70 years on: the horrors of Auschwitz continue to haunt us

IT was the closest thing to hell on earth. The worst display of unspeakable human barbarism and destruction the world had ever known.

The death camp of Auschwitz was built with one purpose – to systematically annihilate and wipe off the face of the earth an entire people.

An industrialised, bureaucratic killing factory, where with unfailing efficiency, more than 1.3 million people were murdered, 90 per cent of them Jews. Some historians believe the real death toll to be as high as two million.

Auschwitz was the centrepiece of Hitler’s Final Solution, or as one commentator wrote, the capital of the death empire that resulted in the extermination of six million Jews, plus millions of others.

When the Jews arrived in Auschwitz, after being herded into crowded cattle trucks and shipped by rail, German physicians and Joseph Mengele, who conducted vile experiments and surgeries on twins and pregnant women, decided who should live and who should die. Children, the elderly, and the ill were usually the first go straight to the gas chambers.

Trapped inside, the anguished prisoners, knowing they only had a few minutes to live before they would choke from the Zyklon B, mustered the willpower and amazing strength to scratch into the walls the words, “Never Forget”.

When the battle-hardened Soviet troops liberated Auschwitz 70 years ago this week, they could not believe the horrors they saw at the scene of the most chilling and devastating crime in history.

It was beyond imagination.

They discovered a few thousand survivors, starved and tortured, standing barefoot in the snow, as well as the gas chambers, the crematoriums, the six tonnes of human hair, and the mass graves.
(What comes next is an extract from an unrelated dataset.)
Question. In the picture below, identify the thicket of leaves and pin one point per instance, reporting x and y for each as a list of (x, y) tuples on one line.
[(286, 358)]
Many nations knew about the calculated, deliberate extermination of the Jews but remained shamefully silent and indifferent. And Hitler had many collaborators and willing servants in Germany and in Europe.

Despite all our hopes and aspirations, the memory of humankind is short. The world today sees acts of genocide in Syria, in Sudan, in the Congo, in Nigeria, in Myanmar, and does very little to stop the atrocities, closing its eyes to these inconvenient, uncomfortable horrors. Globally, anti-Semitism is growing at an unbelievable rate, the worst since World War II.

Over the last year, there’s been a terrible increase in the incidence of violence and murder of Jews, the most recent in the Kosher supermarket in Paris.

Physical and verbal assaults, firebombing of synagogues and anti-Semitic graffiti are becoming unacceptably common.

Some Jews are afraid to wear clothes that will identify them as Jews, even here at home.

This should remind us that the shadow of anti-Semitism continues to darken our skies.

Auschwitz carries the harrowing universal truth that a civilised, scientifically developed society is capable of shocking savagery, oppression, and slaughter. And since such states can succumb to barbaric acts and instincts, it’s our duty to be alert to any ideology that breeds irrational hatred, and to fight this evil wherever it lurks.

The sobering lesson of Auschwitz and the Holocaust is that each individual has a role to play in ensuring that bigotry, fanaticism, discrimination, and intolerance never take root in our country and poison our hearts.

It also means that all free nations must unite in the battle against terrorism and tyranny that threatens us all.

When you see anyone victimised on the basis of race, ethnic origin, sexual orientation, faith, political persuasion, age or social and economic status, speak up and confront this bias.

Erasing prejudice begins with teaching our children to respect, value and appreciate all people, regardless of where they came from or what their surname is.

Teach them to stop judging, categorising and labelling people. Holocaust education is essential if we want to end, or at least reduce, anti-Semitism and all forms of racism.

I urge all schools to take their students to a Holocaust museum so they can hear survivors share their personal stories of grief and loss, but also triumph.

As George Santayana said: “Those who cannot remember the past are condemned to repeat it”. Future generations must be more tolerant than those who preceded them to ensure that “Never Again” is not an empty promise.